We evaluate $f(x)$ at the endpoints $x = -1$ and $x = 3$, and at the point $x=2$ where the definition of the function changes.

• $f(-1) = (-1)^2 - 8(-1) + 8 = 1 + 8 + 8 = 17$.
• $f(2) = -2^2 + 2(2) - 4 = -4 + 4 - 4 = -4$.
• $f(3) = -3^2 + 2(3) - 4 = -9 + 6 - 4 = -7$.

Step 4: Determine Absolute Maximum and Minimum Values

Comparing the values $17, -4, -7$, we see that the absolute maximum value is $17$ and the absolute minimum value is $-7$.

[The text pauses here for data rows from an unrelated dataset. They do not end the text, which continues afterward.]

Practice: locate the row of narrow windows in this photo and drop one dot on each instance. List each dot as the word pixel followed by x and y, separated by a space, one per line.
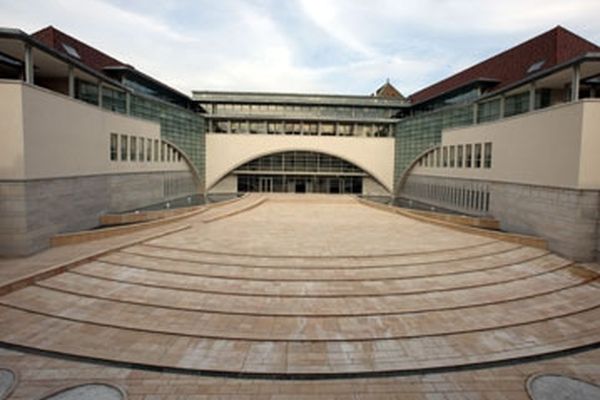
pixel 137 148
pixel 301 128
pixel 468 198
pixel 300 109
pixel 476 155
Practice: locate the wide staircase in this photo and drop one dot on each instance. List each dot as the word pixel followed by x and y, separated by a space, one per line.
pixel 222 297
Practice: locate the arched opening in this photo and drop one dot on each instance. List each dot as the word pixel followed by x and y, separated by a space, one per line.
pixel 300 172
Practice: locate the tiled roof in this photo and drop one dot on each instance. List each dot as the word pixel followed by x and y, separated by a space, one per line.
pixel 388 90
pixel 553 47
pixel 88 55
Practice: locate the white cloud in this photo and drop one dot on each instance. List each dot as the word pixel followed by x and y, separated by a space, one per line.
pixel 250 45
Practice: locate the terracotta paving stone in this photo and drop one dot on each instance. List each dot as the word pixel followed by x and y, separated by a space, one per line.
pixel 309 285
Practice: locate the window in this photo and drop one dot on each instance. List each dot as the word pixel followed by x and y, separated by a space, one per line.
pixel 445 156
pixel 274 128
pixel 469 156
pixel 516 104
pixel 327 129
pixel 132 148
pixel 487 155
pixel 478 155
pixel 141 148
pixel 71 51
pixel 124 142
pixel 114 145
pixel 311 128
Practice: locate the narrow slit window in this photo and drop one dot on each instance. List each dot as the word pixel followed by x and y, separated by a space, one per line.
pixel 114 146
pixel 124 142
pixel 478 155
pixel 487 155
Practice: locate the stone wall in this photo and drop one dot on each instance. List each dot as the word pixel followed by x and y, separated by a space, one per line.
pixel 32 211
pixel 569 219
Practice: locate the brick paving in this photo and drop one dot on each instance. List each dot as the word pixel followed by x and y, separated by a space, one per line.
pixel 307 286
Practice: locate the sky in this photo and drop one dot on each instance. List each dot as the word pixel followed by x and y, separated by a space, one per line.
pixel 306 46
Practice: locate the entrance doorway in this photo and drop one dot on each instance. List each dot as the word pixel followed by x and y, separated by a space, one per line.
pixel 265 184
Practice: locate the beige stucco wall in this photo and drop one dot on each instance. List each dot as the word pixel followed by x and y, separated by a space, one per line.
pixel 11 128
pixel 64 137
pixel 557 147
pixel 224 153
pixel 589 167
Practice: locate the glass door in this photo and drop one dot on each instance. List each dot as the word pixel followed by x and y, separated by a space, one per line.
pixel 265 184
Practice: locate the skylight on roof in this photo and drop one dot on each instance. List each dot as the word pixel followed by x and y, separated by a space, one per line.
pixel 71 51
pixel 536 66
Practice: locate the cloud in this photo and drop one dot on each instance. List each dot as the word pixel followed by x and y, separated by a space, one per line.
pixel 339 46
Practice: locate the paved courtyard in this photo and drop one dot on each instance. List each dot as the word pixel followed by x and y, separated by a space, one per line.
pixel 261 290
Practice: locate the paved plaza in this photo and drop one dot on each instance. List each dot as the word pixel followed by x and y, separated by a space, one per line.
pixel 301 296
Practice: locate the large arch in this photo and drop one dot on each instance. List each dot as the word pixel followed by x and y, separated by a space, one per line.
pixel 226 153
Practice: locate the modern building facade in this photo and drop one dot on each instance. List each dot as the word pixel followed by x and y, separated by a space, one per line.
pixel 300 143
pixel 514 137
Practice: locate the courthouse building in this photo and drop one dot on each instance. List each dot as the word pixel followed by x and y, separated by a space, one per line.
pixel 515 137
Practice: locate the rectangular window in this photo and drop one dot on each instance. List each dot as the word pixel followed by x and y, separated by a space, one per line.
pixel 327 129
pixel 487 155
pixel 114 146
pixel 124 142
pixel 141 148
pixel 478 155
pixel 469 156
pixel 132 148
pixel 274 128
pixel 445 156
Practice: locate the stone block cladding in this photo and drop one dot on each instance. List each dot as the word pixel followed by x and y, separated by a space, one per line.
pixel 32 211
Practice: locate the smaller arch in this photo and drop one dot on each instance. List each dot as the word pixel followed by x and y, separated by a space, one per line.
pixel 402 179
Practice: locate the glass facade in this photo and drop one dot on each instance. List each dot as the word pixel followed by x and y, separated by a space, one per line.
pixel 299 172
pixel 418 133
pixel 182 127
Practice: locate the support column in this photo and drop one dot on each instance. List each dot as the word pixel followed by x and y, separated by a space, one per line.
pixel 532 97
pixel 29 78
pixel 71 82
pixel 575 82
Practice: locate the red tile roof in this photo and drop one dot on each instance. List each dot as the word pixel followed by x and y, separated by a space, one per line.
pixel 555 47
pixel 90 56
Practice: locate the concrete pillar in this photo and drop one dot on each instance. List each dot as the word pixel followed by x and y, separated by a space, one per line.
pixel 128 103
pixel 575 82
pixel 502 106
pixel 71 81
pixel 532 97
pixel 100 94
pixel 29 78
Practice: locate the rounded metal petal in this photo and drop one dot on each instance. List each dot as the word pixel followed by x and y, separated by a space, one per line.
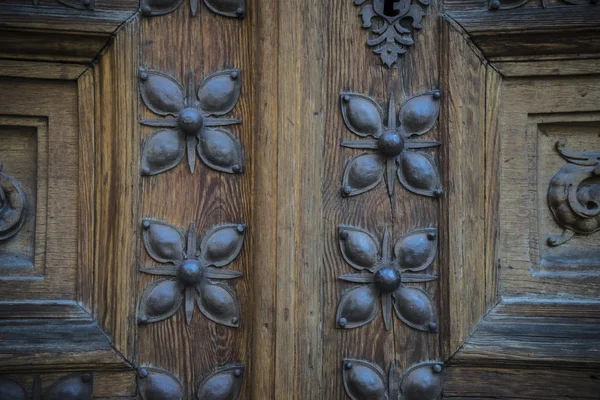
pixel 219 92
pixel 162 151
pixel 158 7
pixel 423 382
pixel 418 115
pixel 219 303
pixel 163 242
pixel 416 250
pixel 161 93
pixel 223 384
pixel 415 308
pixel 220 150
pixel 363 172
pixel 362 115
pixel 359 247
pixel 157 384
pixel 11 390
pixel 418 173
pixel 358 306
pixel 364 380
pixel 222 244
pixel 160 300
pixel 73 387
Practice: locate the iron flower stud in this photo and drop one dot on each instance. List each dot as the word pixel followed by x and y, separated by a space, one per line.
pixel 194 267
pixel 157 384
pixel 226 8
pixel 416 170
pixel 386 278
pixel 364 380
pixel 195 121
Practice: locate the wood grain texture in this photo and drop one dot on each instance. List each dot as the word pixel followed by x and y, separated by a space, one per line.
pixel 533 32
pixel 463 250
pixel 117 139
pixel 522 383
pixel 87 190
pixel 264 250
pixel 177 44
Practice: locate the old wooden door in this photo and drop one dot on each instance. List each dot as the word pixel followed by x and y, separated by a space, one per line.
pixel 299 199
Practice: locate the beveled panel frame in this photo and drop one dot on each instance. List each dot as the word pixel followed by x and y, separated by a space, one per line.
pixel 490 339
pixel 88 330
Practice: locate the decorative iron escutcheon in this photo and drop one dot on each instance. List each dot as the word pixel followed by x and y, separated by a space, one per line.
pixel 574 195
pixel 77 386
pixel 192 268
pixel 191 121
pixel 12 205
pixel 157 384
pixel 226 8
pixel 386 278
pixel 364 380
pixel 78 4
pixel 416 170
pixel 392 23
pixel 510 4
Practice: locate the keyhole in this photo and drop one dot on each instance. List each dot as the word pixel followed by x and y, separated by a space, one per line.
pixel 389 9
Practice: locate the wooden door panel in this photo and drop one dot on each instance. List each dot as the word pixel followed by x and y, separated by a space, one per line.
pixel 535 318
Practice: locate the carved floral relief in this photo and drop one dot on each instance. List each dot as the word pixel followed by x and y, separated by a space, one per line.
pixel 365 380
pixel 574 195
pixel 191 122
pixel 384 272
pixel 393 144
pixel 391 24
pixel 193 266
pixel 12 205
pixel 226 8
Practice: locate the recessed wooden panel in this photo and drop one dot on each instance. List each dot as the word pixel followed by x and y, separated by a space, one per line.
pixel 565 108
pixel 48 170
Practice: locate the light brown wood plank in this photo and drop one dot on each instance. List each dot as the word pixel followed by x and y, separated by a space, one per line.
pixel 463 252
pixel 117 180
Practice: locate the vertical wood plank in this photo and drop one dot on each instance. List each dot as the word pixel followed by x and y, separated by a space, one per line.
pixel 300 57
pixel 492 185
pixel 463 250
pixel 117 180
pixel 263 223
pixel 87 188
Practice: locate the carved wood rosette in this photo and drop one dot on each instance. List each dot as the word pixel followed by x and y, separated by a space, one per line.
pixel 391 27
pixel 415 170
pixel 191 122
pixel 386 277
pixel 226 8
pixel 365 380
pixel 12 205
pixel 192 266
pixel 157 384
pixel 574 195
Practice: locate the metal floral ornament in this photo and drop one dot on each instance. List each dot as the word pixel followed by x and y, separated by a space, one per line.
pixel 223 384
pixel 194 267
pixel 366 381
pixel 386 278
pixel 393 26
pixel 416 170
pixel 194 121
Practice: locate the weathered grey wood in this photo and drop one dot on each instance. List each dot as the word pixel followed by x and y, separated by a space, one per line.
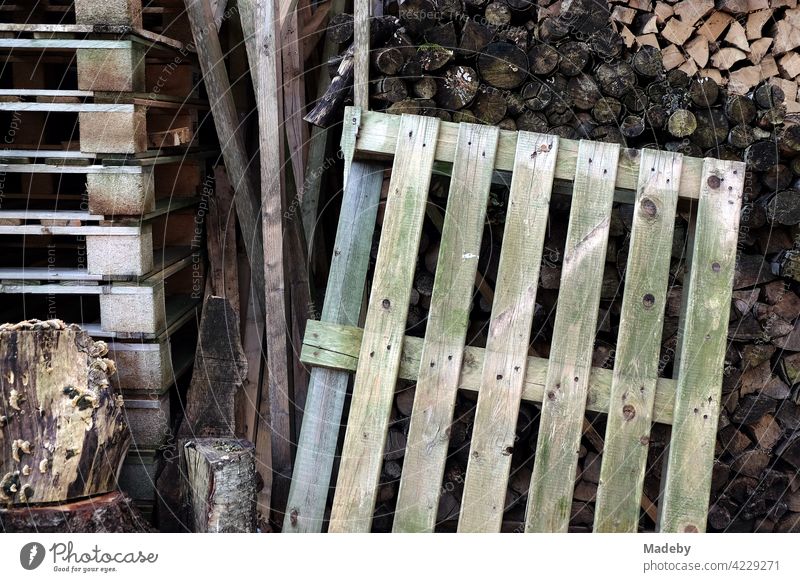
pixel 437 385
pixel 362 10
pixel 504 364
pixel 377 137
pixel 362 452
pixel 338 347
pixel 633 390
pixel 317 163
pixel 560 426
pixel 221 483
pixel 226 121
pixel 687 484
pixel 316 447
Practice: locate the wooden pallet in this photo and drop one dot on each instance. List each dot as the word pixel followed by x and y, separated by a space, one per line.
pixel 43 179
pixel 76 246
pixel 502 373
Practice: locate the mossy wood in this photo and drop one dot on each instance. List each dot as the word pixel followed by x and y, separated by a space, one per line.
pixel 503 374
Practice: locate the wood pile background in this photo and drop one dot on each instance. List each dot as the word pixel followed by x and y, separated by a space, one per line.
pixel 694 77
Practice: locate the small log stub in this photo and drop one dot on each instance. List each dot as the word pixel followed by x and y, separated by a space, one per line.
pixel 62 428
pixel 221 485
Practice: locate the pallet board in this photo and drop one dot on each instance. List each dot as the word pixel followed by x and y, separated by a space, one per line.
pixel 503 374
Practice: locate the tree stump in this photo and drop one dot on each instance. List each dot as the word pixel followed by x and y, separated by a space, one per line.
pixel 62 428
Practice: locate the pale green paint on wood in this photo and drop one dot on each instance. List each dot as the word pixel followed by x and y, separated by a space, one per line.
pixel 327 388
pixel 687 484
pixel 381 348
pixel 505 359
pixel 443 348
pixel 338 346
pixel 637 354
pixel 560 426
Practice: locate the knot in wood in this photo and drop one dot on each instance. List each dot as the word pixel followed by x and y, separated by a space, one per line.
pixel 649 208
pixel 628 412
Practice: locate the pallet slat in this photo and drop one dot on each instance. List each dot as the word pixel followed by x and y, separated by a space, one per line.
pixel 362 453
pixel 638 349
pixel 687 484
pixel 316 447
pixel 560 426
pixel 338 347
pixel 448 319
pixel 504 364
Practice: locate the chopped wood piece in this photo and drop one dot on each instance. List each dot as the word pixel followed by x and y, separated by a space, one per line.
pixel 755 23
pixel 690 11
pixel 677 32
pixel 759 48
pixel 697 49
pixel 715 25
pixel 737 36
pixel 221 484
pixel 725 58
pixel 786 32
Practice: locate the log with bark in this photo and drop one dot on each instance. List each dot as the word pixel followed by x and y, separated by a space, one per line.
pixel 63 434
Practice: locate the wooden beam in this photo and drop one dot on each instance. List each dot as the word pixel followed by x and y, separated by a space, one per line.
pixel 226 120
pixel 377 139
pixel 337 347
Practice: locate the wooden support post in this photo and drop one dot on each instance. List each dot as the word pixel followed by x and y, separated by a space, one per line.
pixel 215 76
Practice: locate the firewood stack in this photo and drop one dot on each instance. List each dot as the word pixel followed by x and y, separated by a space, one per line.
pixel 685 76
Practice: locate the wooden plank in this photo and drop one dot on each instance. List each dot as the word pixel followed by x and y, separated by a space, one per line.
pixel 448 319
pixel 316 448
pixel 553 479
pixel 226 121
pixel 638 348
pixel 68 107
pixel 362 10
pixel 338 347
pixel 271 144
pixel 504 362
pixel 362 453
pixel 317 149
pixel 687 484
pixel 377 137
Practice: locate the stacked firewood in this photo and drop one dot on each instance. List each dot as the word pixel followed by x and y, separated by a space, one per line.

Step 5: Calculate the Sum of Absolute Maximum and Minimum Values

The sum of the absolute maximum and minimum values is $17 + (-7) = 10$.

Common Mistakes & Tips

• Remember to consider the points where the absolute value expression changes sign as potential points of non-differentiability.
• Always check that the critical points you find are within the given interval.
• Be careful with the piecewise definition of the function, and make sure you use the correct expression for $f(x)$ when evaluating at different points.

Summary

We found the absolute maximum and minimum values of the function $f(x) = |x^2 - 5x + 6| - 3x + 2$ on the interval $[-1, 3]$ by first expressing $f(x)$ as a piecewise function, then finding critical points and evaluating the function at the endpoints and critical points. The absolute maximum value was 17 and the absolute minimum value was -7. Their sum is 10.

Final Answer

The final answer is $\boxed{10}$, which corresponds to option (C).